When Bishop Weaver gave his episcopal address a few days ago, he concluded by inviting us to share in the Wesleyan Covenant Prayer, which contains the phrase “let me be full; let me be empty…”
The past two days have been both full and empty.You’ll note that I don’t distinguish between the two days or what we did which day; I honestly can’t tell them apart.
The daytime hours have been filled with subcommittee and committee work (in rooms empty of even cell signal…). From the very beginning, it was clear that my subcommittee, dealing with issues of reproductive rights, was going to be a very conservatively-tipped body. Most of the votes, when we came to voting, split 14 to 9 in favor of conservative positions. However, we worked an entire day in a very collaborative way, rewriting the Book of Discipline‘s paragraph on abortion. At the end of the day, we had crafted something of which I am proud– and it needed only two changes to keep it from being a decided step back for women’s rights. Both amendments were made in the full committee, and in my opinion the petition we are supporting is an improvement to the current language in the BOD. I was filled with a sense of achievement for what we did together.
But on the issues related to GLBT inclusion and rights, we took major losses. Despite passing the most progressive legislation through sub-committee, the main committee of Church and Society B voted down any and all changes to the denomination’s stance that the practice of homosexuality is incompatible with Christian teaching. We will bring the fight to the plenary floor as well, so it’s not officially over yet, but at the lunch break after the vote, I sobbed uncontrollably in the arms of Will Green, as he sobbed in mine, and then I did the whole thing again with Annie Britton. My dear, dear friends and colleagues in ministry, two of the most clearly gifted pastors I have ever encountered.
Someone put food in front of me and I ate it, but I have no memory of what it was. In fact, I’ve eaten so little and walked so much this week that I have dropped 3 pounds. My body feels empty.
At one point in my committee work, I was so filled with rage I could barely speak; (presumably) straight white male delegates called for a vote by standing– as opposed to paper ballots or raised hands, “to expedite our voting.” This request was raised for the first time when we read the first piece of legislation that contained the word “transgender.” One old white man said “I vote my conscience and it doesn’t matter who is watching; it’s a matter of integrity.” Easy for you to say since the system is built to serve and protect you, (insert colorful descriptor here).

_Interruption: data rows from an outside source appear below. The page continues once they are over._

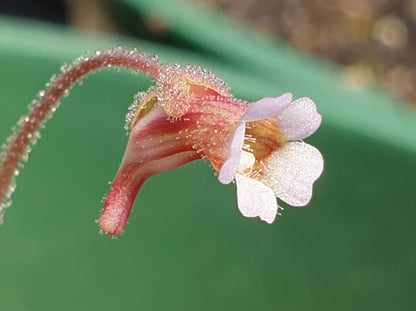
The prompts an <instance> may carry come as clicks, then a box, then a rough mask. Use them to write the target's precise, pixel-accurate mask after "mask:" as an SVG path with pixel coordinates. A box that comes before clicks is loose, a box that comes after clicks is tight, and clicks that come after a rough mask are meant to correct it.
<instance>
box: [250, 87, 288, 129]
mask: <svg viewBox="0 0 416 311" xmlns="http://www.w3.org/2000/svg"><path fill="white" fill-rule="evenodd" d="M291 101H292V94H291V93H285V94H283V95H281V96H279V97H276V98H273V97H265V98H262V99H260V100H259V101H257V102H255V103H254V104H252V105H251V106H250V107H249V108H248V109H247V111H246V113H245V114H244V116H243V118H242V119H243V121H245V122H253V121H259V120H264V119H267V118H270V117H274V116H276V115H278V114H279V113H280V112H281V111H282V110H283V109H285V108H286V107H287V106H288V105H289V104H290V103H291Z"/></svg>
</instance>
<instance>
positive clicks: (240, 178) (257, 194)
mask: <svg viewBox="0 0 416 311" xmlns="http://www.w3.org/2000/svg"><path fill="white" fill-rule="evenodd" d="M235 179H236V181H237V202H238V209H239V210H240V212H241V214H243V216H245V217H260V219H261V220H263V221H265V222H267V223H269V224H271V223H272V222H273V221H274V219H275V218H276V214H277V211H278V209H279V206H278V205H277V202H276V197H275V196H274V194H273V191H272V189H270V188H269V187H267V186H266V185H264V184H263V183H261V182H258V181H257V180H254V179H252V178H249V177H246V176H244V175H241V174H238V173H237V174H236V175H235Z"/></svg>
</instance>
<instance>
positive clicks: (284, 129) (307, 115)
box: [278, 97, 322, 140]
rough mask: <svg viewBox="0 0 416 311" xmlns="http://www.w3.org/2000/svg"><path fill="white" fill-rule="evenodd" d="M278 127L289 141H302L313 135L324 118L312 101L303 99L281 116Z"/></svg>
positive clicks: (295, 100) (315, 105)
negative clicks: (278, 126)
mask: <svg viewBox="0 0 416 311" xmlns="http://www.w3.org/2000/svg"><path fill="white" fill-rule="evenodd" d="M279 117H280V119H279V121H278V125H279V127H280V128H281V130H282V131H283V134H284V135H285V137H286V138H287V139H288V140H301V139H304V138H306V137H309V136H310V135H312V134H313V133H314V132H315V131H316V130H317V129H318V127H319V126H320V125H321V121H322V117H321V115H320V114H319V113H318V112H317V111H316V105H315V103H314V102H313V100H312V99H310V98H308V97H303V98H299V99H297V100H295V101H294V102H292V103H291V104H290V105H289V106H288V107H286V108H285V109H284V110H283V111H282V112H281V113H280V114H279Z"/></svg>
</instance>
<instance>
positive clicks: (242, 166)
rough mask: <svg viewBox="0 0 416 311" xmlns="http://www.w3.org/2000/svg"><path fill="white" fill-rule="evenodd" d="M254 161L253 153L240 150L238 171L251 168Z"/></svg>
mask: <svg viewBox="0 0 416 311" xmlns="http://www.w3.org/2000/svg"><path fill="white" fill-rule="evenodd" d="M254 163H256V158H255V157H254V154H252V153H251V152H248V151H245V150H242V151H241V157H240V162H239V163H238V171H239V172H240V173H242V172H245V171H247V170H251V168H252V167H253V165H254Z"/></svg>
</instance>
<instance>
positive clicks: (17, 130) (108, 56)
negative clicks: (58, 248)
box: [0, 48, 165, 224]
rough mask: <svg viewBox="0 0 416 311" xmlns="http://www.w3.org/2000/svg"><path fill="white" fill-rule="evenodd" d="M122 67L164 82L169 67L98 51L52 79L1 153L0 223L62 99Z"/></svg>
mask: <svg viewBox="0 0 416 311" xmlns="http://www.w3.org/2000/svg"><path fill="white" fill-rule="evenodd" d="M110 67H119V68H127V69H131V70H134V71H140V72H144V73H145V74H147V75H148V76H151V77H153V79H155V80H156V81H160V79H161V77H162V76H163V75H164V73H165V67H164V66H163V65H162V64H161V63H160V62H159V60H158V59H157V57H150V58H148V57H146V56H145V55H144V54H141V53H137V50H136V49H133V50H127V49H124V48H117V49H111V50H107V51H96V52H95V53H94V54H93V55H91V56H87V57H82V58H79V59H77V60H76V61H75V62H74V63H73V64H72V65H70V66H63V67H62V68H61V71H62V73H61V75H60V76H58V77H56V76H54V77H52V79H51V82H50V84H49V88H48V89H47V90H46V91H41V92H39V94H38V99H37V100H36V101H35V102H34V104H33V105H31V106H30V107H29V110H30V112H29V114H28V115H26V116H24V117H22V118H21V119H20V121H19V122H18V125H17V130H16V133H14V134H12V135H11V136H9V138H8V140H7V143H6V144H5V145H3V146H2V149H3V150H2V152H1V154H0V224H1V223H2V217H3V209H4V208H5V207H7V206H9V205H10V197H11V195H12V193H13V191H14V189H15V176H16V175H17V174H18V172H19V168H20V167H21V166H22V165H23V164H22V162H23V161H25V160H26V158H27V156H28V154H29V152H30V151H31V146H32V145H33V144H34V142H35V141H36V139H37V137H38V130H39V128H41V127H43V125H44V124H45V122H46V121H47V120H48V119H49V118H50V117H51V116H52V114H53V113H54V111H55V110H56V108H57V107H58V105H59V100H60V99H61V97H62V96H66V95H67V94H68V92H69V90H70V89H71V88H72V87H73V86H74V84H75V83H76V82H78V81H80V80H81V79H82V78H84V77H86V76H87V75H89V74H91V73H94V72H95V71H97V70H98V69H103V68H110Z"/></svg>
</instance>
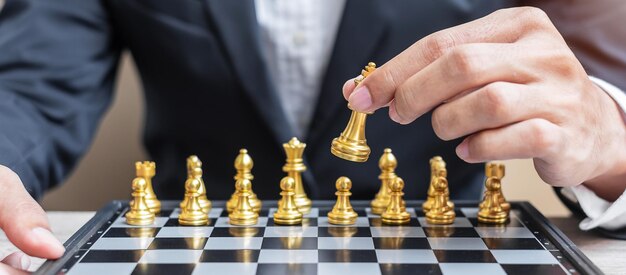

The chair overruled the request eventually, and after the paper ballot was taken and the legislation protecting transgendered persons from violence was passed, I called for a moment of person privilege and laid the smack down from the mic. I said that the transgender community has suffered more harassment, humiliation, and violence at the hands of the church and the wider community than any other, and that calling for a standing vote on so vulnerable an issue was not about expediency, but bullying and intimidation of the highest order. I ended by saying that a vote won by intimidating others into silence would not be progress toward any end but an evil one.
Finally, as I could have predicted, the full committee voted to withdraw the united Methodist Church from the Religious Coalition for Reproductive Choice (which, when you think about it, is ironic, since withdrawal is no guarantee…). What was most frustrating about this vote is that a conservative delegate presented “research” she had done off the internet, and it was
factually inaccurate complete and utter lies. She said the RCRC opposed any restrictions on late term abortion (they, like the UMC, support them only if the mother’s life is in danger), had made no changes in the policy and focus of being solely pro-abortion (they have, after much conversation with the UMC, shifted focus to maternal and fetal health, contraception, education, and advocacy for access to safe, legal abortions when they are needed), and that they support the work of pagan witch doctors (yeah, I dunno). But when we tried to bring a person who actually worked with the RCRC to speak, they would not let the “witness” if you will give testimony. Lies and dirty tricks, and women around the world– particularly those without health care and family support– will pay the price.
That was the last action of the day, and after all of that, my overwhelming feeling was emptiness. Shock. Numbness. Emptiness.
I left it all on the field, every ounce of energy, creativity, hope, and connection. We will live to resurrect some legislation for another day, and make our case on the plenary floor for full inclusion and the protection of women’s rights. But in that moment, there was nothing.
Later, again out with friends, I was filled with laughter, and the smallest glimmer of hope.
Today, we stand in recess for the Sabbath. Church continues, sermons are preached, justice marches onward, if not always in places we can see.